Der Kläger trägt die Kosten des Beschwerdeverfahrens.
Gründe:
Mit der Beschwerde wendet sich der Kläger gegen die Ablehnung des Bewilligung von Prozesskostenhilfe für die von ihm erhobene Klage; Gegenstand der Klage ist die Verfügung der Beklagten vom 9.11.2005 (bzw. der dazu ergangene Widerspruchsbescheid des Regierungspräsidiums Stuttgart), mit der die Beklagte die am 5.11.2004 erfolgte Einbürgerung des Klägers zurückgenommen hat. Das Verwaltungsgericht hat die Erfolgsaussicht der Anfechtungsklage mit der Begründung abgelehnt, der Kläger habe wissen müssen, dass er vor Aushändigung der Einbürgerungsurkunde am 5.11.2004 noch nicht deutscher Staatsangehöriger sei; jedenfalls zum Zeitpunkt seiner Inhaftierung sei ihm klar gewesen, dass die Einbürgerung noch nicht erfolgt sei.

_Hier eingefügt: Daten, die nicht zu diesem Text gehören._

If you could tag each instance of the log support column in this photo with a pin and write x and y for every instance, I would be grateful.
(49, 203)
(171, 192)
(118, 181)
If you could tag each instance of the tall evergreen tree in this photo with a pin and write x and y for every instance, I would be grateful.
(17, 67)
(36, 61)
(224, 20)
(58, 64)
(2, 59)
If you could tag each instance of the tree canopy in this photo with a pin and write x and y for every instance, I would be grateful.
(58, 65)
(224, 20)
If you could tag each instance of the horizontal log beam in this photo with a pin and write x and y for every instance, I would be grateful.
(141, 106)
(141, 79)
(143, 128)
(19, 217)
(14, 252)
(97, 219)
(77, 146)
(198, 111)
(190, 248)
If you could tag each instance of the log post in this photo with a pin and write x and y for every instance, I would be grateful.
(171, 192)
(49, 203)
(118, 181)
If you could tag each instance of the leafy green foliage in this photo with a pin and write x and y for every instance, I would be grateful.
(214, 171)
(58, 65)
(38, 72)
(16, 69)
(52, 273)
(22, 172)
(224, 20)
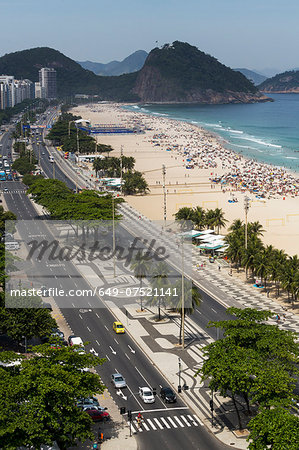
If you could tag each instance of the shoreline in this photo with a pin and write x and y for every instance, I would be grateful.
(170, 142)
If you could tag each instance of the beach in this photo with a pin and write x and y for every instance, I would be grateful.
(200, 171)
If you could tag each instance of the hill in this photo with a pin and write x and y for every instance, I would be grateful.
(179, 72)
(254, 77)
(286, 82)
(130, 64)
(176, 73)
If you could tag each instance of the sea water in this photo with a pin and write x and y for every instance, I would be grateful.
(267, 132)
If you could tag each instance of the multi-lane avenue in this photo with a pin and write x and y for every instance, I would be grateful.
(168, 425)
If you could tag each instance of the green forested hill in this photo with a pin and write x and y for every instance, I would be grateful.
(178, 72)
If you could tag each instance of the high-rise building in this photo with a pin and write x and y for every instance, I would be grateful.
(47, 79)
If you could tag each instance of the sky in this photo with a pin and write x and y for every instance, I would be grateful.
(255, 34)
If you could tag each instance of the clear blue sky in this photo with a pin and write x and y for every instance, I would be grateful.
(254, 34)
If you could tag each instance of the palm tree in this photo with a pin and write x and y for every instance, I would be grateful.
(219, 220)
(255, 228)
(160, 285)
(184, 215)
(192, 298)
(236, 226)
(210, 218)
(198, 217)
(141, 267)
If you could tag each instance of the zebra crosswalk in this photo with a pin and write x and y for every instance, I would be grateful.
(165, 423)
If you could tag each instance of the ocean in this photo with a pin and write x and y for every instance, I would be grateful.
(267, 132)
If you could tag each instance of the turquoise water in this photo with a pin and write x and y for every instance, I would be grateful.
(267, 132)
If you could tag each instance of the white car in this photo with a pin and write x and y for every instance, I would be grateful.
(146, 394)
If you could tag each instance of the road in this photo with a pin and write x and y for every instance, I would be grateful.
(180, 428)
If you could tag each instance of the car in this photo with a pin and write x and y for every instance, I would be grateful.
(90, 401)
(168, 395)
(89, 407)
(118, 381)
(146, 394)
(45, 291)
(75, 340)
(118, 327)
(57, 333)
(98, 416)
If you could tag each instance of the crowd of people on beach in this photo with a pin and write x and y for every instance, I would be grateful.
(199, 148)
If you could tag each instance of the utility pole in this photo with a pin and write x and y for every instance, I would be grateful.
(180, 386)
(121, 167)
(183, 297)
(113, 236)
(246, 208)
(78, 148)
(164, 194)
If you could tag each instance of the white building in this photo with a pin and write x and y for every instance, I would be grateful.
(47, 79)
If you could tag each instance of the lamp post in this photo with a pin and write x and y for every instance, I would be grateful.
(164, 194)
(183, 297)
(113, 236)
(246, 208)
(180, 367)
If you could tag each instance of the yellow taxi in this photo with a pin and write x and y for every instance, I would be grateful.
(118, 327)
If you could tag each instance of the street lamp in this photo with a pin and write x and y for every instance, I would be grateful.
(246, 208)
(180, 386)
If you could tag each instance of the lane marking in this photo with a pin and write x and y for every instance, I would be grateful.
(192, 420)
(178, 421)
(165, 423)
(160, 410)
(198, 420)
(158, 423)
(172, 422)
(186, 421)
(151, 424)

Der Kläger trägt mit der Beschwerde vor, nicht nur er, sondern auch sein damaliger Prozessbevollmächtigter sei davon ausgegangen, dass die Einbürgerung bereits vor der Aushändigung der Urkunde wirksam geworden sei; eine bewusste und absichtliche Täuschung der Einbürgerungsbehörde bei der Entgegennahme der Einbürgerungsurkunde (Täuschung über ein anhängiges Strafverfahren bzw. über eine zuvor bereits erfolgte Inhaftierung) könne man ihm daher nicht vorwerfen. Wenn er erst mit der Aushändigung der Einbürgerungsurkunde erfahre, dass er zuvor noch nicht die deutsche Staatsangehörigkeit gehabt habe, sei es für eine entsprechende Reaktion (Mitteilung des Strafverfahrens) zu spät. Im übrigen sei fraglich, wie präsent es ihm im November 2004 noch gewesen sei, die Einleitung eines Strafverfahrens oder Ermittlungsverfahrens mitzuteilen.
Die zulässige Beschwerde hat keinen Erfolg; das Verwaltungsgericht hat die Gewährung von Prozesskostenhilfe auch bei Anwendung des in diesem Zusammenhang gebotenen großzügigen Maßstabs zu Recht abgelehnt.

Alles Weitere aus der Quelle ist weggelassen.